Hong Kong Court: Client Contacts Not Confidential in Conpak v Luk

In the recent case of Conpak Management Consultants Limited v Luk Wai Ting [2024] HKDC 1545, the Hong Kong District Court held that the relevant client contact information does not constitute confidential information warranting post-termination protection.

The case

Conpak is a certified public accountants firm. Conpak alleged that the following acts by Mr Luk, a former employee, constituted breach of his confidentiality obligations:

• During Mr Luk’s employment with Conpak, he forwarded 223 emails from his Conpak work email account to his personal email account.
• After the end of his employment with Conpak, Mr Luk, who was by then a director of another taxation services provision firm, used his work email address to send an email to Angenvoort (a former client of Conpak), offering services at a discounted rate and mentioned his previous employment with Conpak.

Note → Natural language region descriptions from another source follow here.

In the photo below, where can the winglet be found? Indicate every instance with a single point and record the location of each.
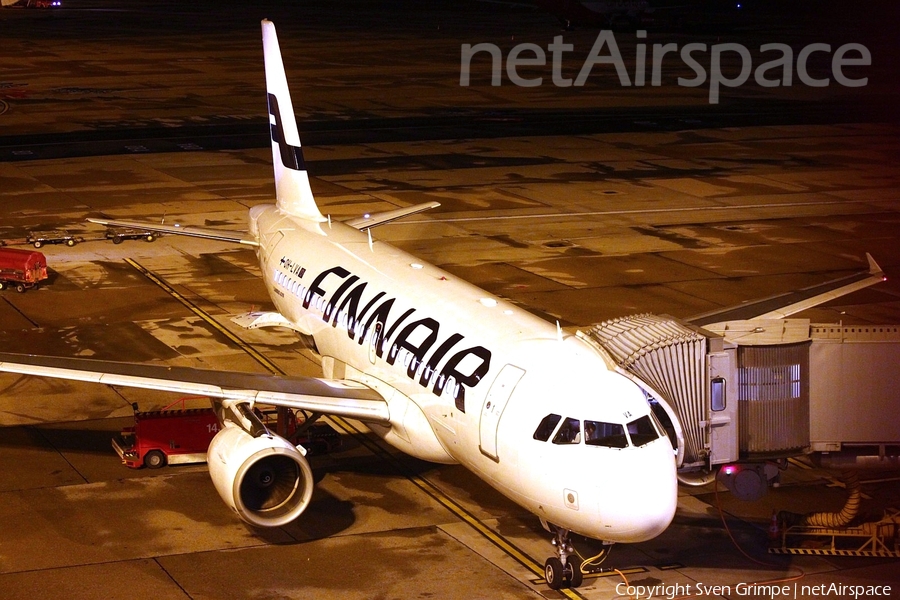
(292, 192)
(874, 269)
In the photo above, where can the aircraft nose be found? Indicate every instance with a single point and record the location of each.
(639, 504)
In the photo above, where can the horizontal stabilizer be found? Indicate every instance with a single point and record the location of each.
(783, 305)
(257, 320)
(236, 237)
(373, 220)
(327, 396)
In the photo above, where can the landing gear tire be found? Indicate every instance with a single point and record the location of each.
(564, 568)
(554, 573)
(154, 459)
(573, 571)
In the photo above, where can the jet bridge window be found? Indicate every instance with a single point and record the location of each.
(548, 424)
(569, 432)
(600, 433)
(642, 431)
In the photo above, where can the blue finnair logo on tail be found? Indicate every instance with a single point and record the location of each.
(291, 156)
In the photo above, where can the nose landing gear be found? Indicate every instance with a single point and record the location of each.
(565, 567)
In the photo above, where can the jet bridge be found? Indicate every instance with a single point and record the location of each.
(748, 394)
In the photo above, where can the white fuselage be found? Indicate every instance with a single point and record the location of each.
(469, 378)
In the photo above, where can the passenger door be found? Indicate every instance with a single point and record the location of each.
(492, 409)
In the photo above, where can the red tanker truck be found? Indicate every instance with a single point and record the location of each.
(21, 269)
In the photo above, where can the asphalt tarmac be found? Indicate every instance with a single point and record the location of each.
(667, 206)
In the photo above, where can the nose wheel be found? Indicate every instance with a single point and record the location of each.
(564, 569)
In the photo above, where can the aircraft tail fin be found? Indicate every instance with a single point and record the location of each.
(292, 192)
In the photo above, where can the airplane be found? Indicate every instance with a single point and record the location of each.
(436, 367)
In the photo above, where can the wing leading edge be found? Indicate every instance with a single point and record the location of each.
(328, 396)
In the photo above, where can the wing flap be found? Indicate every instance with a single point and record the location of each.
(236, 237)
(784, 305)
(373, 220)
(328, 396)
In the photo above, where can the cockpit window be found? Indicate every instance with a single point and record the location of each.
(569, 432)
(599, 433)
(548, 424)
(642, 431)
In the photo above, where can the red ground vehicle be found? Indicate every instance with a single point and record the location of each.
(22, 269)
(162, 437)
(181, 436)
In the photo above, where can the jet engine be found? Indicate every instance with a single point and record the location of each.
(263, 478)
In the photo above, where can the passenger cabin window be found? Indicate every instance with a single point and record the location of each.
(548, 424)
(569, 432)
(642, 431)
(600, 433)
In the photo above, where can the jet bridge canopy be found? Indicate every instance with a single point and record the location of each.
(669, 360)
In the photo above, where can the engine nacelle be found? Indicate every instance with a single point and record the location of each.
(264, 479)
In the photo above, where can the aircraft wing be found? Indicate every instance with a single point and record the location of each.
(237, 237)
(784, 305)
(373, 220)
(328, 396)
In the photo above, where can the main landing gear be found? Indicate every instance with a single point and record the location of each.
(564, 568)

Conpak sought an injunction to restrain Mr Luk from using or disclosing, amongst other things, (i) Angenvoort’s contact information; and (ii) the client contact information contained in the 223 emails as well as the content of these emails. The main issue to be considered was whether such information had the requisite quality of confidentiality.

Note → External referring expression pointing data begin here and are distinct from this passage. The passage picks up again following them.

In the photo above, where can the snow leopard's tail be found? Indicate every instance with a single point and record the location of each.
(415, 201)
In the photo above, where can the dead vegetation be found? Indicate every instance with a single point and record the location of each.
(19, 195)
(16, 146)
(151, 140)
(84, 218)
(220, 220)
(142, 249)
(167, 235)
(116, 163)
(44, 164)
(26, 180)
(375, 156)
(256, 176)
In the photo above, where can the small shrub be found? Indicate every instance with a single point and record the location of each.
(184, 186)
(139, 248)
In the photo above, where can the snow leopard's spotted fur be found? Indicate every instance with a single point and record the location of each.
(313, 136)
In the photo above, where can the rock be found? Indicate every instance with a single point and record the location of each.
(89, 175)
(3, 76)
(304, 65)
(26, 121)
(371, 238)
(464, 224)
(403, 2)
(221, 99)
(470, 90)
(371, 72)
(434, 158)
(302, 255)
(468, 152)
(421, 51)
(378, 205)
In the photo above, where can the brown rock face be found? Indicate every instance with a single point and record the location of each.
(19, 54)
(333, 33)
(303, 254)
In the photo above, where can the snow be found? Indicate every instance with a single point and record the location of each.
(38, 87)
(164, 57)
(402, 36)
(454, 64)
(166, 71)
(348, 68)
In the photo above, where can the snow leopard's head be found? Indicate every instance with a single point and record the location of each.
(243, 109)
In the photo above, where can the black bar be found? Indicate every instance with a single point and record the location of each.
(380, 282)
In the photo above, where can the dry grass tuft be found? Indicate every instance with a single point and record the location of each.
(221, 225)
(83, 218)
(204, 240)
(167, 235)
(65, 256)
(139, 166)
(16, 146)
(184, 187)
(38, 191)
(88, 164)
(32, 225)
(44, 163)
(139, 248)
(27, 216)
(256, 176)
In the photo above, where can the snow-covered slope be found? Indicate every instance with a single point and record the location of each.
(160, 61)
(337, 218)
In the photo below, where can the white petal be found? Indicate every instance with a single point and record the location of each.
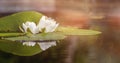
(46, 45)
(24, 27)
(29, 43)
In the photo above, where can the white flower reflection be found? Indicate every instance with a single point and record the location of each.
(43, 45)
(46, 45)
(45, 25)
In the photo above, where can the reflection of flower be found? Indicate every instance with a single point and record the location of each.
(45, 25)
(43, 45)
(46, 45)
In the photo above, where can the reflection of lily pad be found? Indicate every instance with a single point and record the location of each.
(18, 49)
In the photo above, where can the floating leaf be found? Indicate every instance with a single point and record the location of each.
(38, 37)
(18, 49)
(76, 31)
(11, 34)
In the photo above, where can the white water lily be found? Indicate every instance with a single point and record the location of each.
(46, 45)
(48, 24)
(29, 43)
(45, 23)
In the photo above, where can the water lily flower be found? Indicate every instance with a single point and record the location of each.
(45, 23)
(29, 43)
(46, 45)
(48, 24)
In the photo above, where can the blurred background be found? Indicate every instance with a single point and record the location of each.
(100, 15)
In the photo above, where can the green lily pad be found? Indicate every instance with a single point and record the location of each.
(76, 31)
(18, 49)
(38, 37)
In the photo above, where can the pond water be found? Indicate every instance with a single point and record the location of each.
(104, 48)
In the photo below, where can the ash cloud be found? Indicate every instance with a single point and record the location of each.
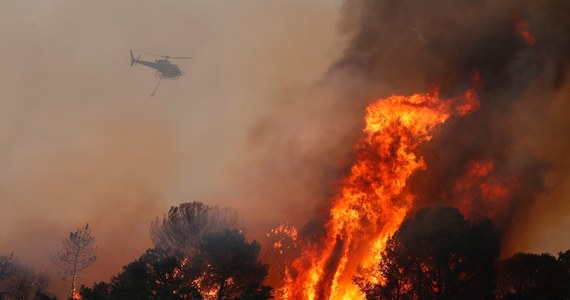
(82, 141)
(410, 46)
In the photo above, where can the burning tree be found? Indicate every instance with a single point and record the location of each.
(19, 281)
(78, 254)
(184, 226)
(157, 274)
(438, 254)
(227, 267)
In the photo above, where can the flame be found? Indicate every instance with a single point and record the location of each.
(372, 200)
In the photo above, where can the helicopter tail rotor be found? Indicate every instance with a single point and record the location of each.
(133, 60)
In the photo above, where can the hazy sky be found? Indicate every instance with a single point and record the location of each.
(250, 125)
(82, 141)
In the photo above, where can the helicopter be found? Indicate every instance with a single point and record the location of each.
(164, 68)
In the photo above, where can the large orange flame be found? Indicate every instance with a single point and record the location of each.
(372, 200)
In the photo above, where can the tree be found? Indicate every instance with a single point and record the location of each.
(78, 254)
(19, 281)
(533, 276)
(438, 254)
(228, 266)
(183, 227)
(157, 274)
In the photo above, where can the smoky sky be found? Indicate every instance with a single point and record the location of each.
(265, 118)
(414, 46)
(404, 47)
(81, 140)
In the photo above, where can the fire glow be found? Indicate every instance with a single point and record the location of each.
(372, 201)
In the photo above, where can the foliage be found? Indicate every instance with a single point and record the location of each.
(437, 254)
(228, 265)
(183, 227)
(19, 281)
(157, 274)
(534, 276)
(224, 267)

The court referred to Kuoni Travel (China) Ltd v Kelly Frances Richards and others (2006), which held that only confidential information which satisfies the following conditions is entitled to post-termination relief:

1. The information must be used in a trade or business.
2. The information is not already in the public domain.
3. The information can be easily isolated from other information which the (former) employee is free to use.
4. The disclosure of the information would be liable to cause real or significant harm to the (former) employer.
5. The (former) employer must limit the dissemination of the information or at least not encourage or permit its widespread publication or otherwise impress upon the (former) employee the confidentiality of the information.

The court found that:

• with respect to Angenvoort’s contact information, there was no evidence indicating that such information was confidential. The fact that the information might have come in the course of the business of Conpak did not necessarily mean that the information was not publicly available. It is noteworthy that the court distinguished the present case (which only concerned the name and contact of Angenvoort) from that of Willwin Development (Asia) Company Ltd and another v Wei Xing and others (2012) which held that names and contacts of clients, when associated with their product features and specifications, constituted confidential information; and
• with respect to the 223 emails, as the identities of the clients in those emails were not made known to the court and none of the content of these emails had been adduced in evidence, there was no basis to find that any part of these emails were confidential.

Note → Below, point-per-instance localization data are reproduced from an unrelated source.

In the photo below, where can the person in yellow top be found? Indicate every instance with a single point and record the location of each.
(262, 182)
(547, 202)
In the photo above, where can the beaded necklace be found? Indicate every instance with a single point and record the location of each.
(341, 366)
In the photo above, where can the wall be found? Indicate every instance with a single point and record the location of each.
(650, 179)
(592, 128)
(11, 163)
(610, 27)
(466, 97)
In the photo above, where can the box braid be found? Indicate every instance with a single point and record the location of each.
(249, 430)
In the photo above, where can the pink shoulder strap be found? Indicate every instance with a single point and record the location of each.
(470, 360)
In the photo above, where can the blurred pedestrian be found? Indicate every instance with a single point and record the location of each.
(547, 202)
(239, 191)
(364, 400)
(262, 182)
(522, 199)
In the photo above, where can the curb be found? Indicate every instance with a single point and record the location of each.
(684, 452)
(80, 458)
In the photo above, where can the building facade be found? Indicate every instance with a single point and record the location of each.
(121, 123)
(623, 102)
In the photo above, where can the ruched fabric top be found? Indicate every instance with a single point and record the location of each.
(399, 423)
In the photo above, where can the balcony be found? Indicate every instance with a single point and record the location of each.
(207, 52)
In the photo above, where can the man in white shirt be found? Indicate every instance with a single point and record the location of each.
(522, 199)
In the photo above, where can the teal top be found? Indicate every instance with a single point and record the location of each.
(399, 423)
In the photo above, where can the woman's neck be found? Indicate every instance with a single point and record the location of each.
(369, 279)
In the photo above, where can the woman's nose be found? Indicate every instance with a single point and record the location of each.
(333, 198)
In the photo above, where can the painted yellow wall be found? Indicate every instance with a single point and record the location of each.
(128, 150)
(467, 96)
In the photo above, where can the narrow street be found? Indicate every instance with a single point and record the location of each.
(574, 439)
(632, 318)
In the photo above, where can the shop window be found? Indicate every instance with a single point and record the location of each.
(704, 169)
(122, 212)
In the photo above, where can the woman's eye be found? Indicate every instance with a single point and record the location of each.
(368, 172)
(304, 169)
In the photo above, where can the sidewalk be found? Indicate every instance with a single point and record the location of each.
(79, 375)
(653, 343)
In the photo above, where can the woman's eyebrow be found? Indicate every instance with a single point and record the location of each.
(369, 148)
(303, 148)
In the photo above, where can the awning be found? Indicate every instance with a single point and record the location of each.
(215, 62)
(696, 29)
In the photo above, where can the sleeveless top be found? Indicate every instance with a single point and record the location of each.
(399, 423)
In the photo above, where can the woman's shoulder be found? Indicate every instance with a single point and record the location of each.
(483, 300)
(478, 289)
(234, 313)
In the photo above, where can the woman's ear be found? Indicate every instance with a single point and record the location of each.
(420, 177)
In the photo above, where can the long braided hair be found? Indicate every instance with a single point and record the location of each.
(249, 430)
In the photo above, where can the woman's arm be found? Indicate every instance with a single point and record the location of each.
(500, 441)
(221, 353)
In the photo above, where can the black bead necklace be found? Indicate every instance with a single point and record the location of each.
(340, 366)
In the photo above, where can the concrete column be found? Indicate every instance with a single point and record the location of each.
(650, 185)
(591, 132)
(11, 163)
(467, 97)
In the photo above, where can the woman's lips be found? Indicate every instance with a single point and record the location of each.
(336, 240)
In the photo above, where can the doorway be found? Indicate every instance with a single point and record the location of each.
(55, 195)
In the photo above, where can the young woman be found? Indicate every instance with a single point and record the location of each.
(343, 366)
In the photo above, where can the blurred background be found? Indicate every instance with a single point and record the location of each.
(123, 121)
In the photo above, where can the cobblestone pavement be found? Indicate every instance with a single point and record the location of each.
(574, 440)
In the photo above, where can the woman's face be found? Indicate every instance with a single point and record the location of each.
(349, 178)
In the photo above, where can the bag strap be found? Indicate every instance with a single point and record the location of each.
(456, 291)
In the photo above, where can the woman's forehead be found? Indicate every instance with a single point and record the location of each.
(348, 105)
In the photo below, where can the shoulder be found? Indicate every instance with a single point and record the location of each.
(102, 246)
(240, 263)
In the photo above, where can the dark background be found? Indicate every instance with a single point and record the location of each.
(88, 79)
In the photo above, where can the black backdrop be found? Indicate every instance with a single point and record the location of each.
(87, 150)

The court refused to grant Conpak the injunctive relief given that there was no breach of confidentiality.

Key takeaways for employers

The fatal point to Conpak’s claim is that it failed to prove that the information it sought to protect was confidential. Before bringing any action to restrain any (former) employee against misuse or disclosure of confidential information, it is important for employers to precisely identify the information it seeks to protect, and ensure that it is in a position to show that such information satisfies the five conditions referred to in the Kuoni decision set out above.

Other steps which can be taken to protect confidential information include:

• ensuring that there is an express confidentiality clause in the terms of employment which clearly defines what information is considered as confidential;
• including extra protective contractual measures, such as non-competition, non-poaching and non-solicitation provisions;
• establishing comprehensive policies and implementing training to emphasise the confidential nature of relevant information and educate employees on the importance of protecting confidential information as well as the consequences of breaches;
• implementing security measures to ensure that access to confidential information is restricted on a need-to-know basis and to prevent unauthorised access and disclosure;
• carrying out regular audits and monitoring to ensure compliance and early identification of potential breaches; and
• implementing clear procedures for handling departures, including monitoring and revoking access to confidential information.